Detailed Description: The provided text focuses on the evaluation of generative AI models through pairwise evaluations, which are crucial for choosing the best model for specific tasks. Here’s a detailed breakdown of the major points:
– **Pairwise Model Evaluation**:
– This method allows for direct comparison between two models, providing a clearer understanding of their relative performance on specific tasks.
– Benefits include:
– **Informed Decision-Making**: As the variety of LLMs (Large Language Models) increases, evaluating their strengths and weaknesses becomes essential for selecting the optimal model.
– **Quantitative Definition of “Better”**: The evaluation relies on human judgment to assess generated content that is often unstructured and lengthy.
– **Ongoing Improvement**: Continuous retraining and tuning of LLMs are essential to enhance performance and maintain competitive relevance.
– **Vertex AI Evaluation Service**:
– A comprehensive tool for evaluating generative models, allowing users to define custom evaluation metrics, optimize model parameters, and ensure model fair representation.
– Key features include:
– Model selection and configuration optimization.
– Support for evaluating different content types (texts, images, translations).

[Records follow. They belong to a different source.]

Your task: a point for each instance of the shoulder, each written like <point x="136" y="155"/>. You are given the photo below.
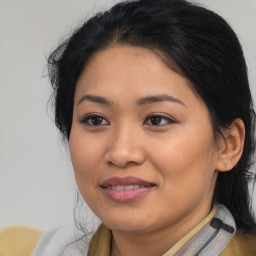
<point x="241" y="244"/>
<point x="62" y="241"/>
<point x="18" y="240"/>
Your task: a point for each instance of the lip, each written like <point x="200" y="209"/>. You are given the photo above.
<point x="123" y="196"/>
<point x="125" y="181"/>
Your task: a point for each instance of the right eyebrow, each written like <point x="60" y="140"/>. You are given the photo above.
<point x="96" y="99"/>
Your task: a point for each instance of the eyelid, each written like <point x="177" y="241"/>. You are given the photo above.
<point x="162" y="115"/>
<point x="90" y="115"/>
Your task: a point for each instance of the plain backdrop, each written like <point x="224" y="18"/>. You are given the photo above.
<point x="37" y="186"/>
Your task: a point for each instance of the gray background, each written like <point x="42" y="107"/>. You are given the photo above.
<point x="37" y="186"/>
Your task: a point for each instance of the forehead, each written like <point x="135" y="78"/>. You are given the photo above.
<point x="131" y="71"/>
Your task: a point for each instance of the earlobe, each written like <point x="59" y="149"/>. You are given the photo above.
<point x="231" y="148"/>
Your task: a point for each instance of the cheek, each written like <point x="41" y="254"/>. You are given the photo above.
<point x="186" y="163"/>
<point x="85" y="155"/>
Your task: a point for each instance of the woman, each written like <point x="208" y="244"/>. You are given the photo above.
<point x="154" y="101"/>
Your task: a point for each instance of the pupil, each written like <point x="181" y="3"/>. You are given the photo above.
<point x="96" y="120"/>
<point x="156" y="120"/>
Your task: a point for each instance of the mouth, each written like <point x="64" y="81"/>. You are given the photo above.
<point x="125" y="189"/>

– Capability to define both standard and custom metrics for performance evaluation.
– **LLM Comparator**:
– An open-source tool developed to facilitate human-in-the-loop evaluations, allowing for side-by-side comparisons of different model outputs.
– Its key functionalities include:
– Visualization tools to enhance understanding of model performance.
– Custom functions that let users add personalized evaluation metrics.
– Integration capabilities with Vertex AI for seamless evaluation processes.
– **Integration and Collaboration**:
– The LLM Comparator adds value to the Vertex AI evaluation service by providing visualizations that streamline quality assessment practices for ML engineers.
– The “Rationale Summary” visualization is highlighted as an explainable AI tool that aids understanding of why one model performs better than another.
– **Limitations and Future Development**:
– The LLM Comparator is currently limited to pairwise evaluations, but there is potential for it to evolve to support simultaneous evaluations of multiple models.
In summary, the integration of Vertex AI evaluation services and LLM Comparator forms a robust framework for evaluating and optimizing generative AI models, significantly benefiting professionals in AI, security, and compliance fields. By employing these tools, organizations can enhance their operational efficiency through better model utilization and performance tracking.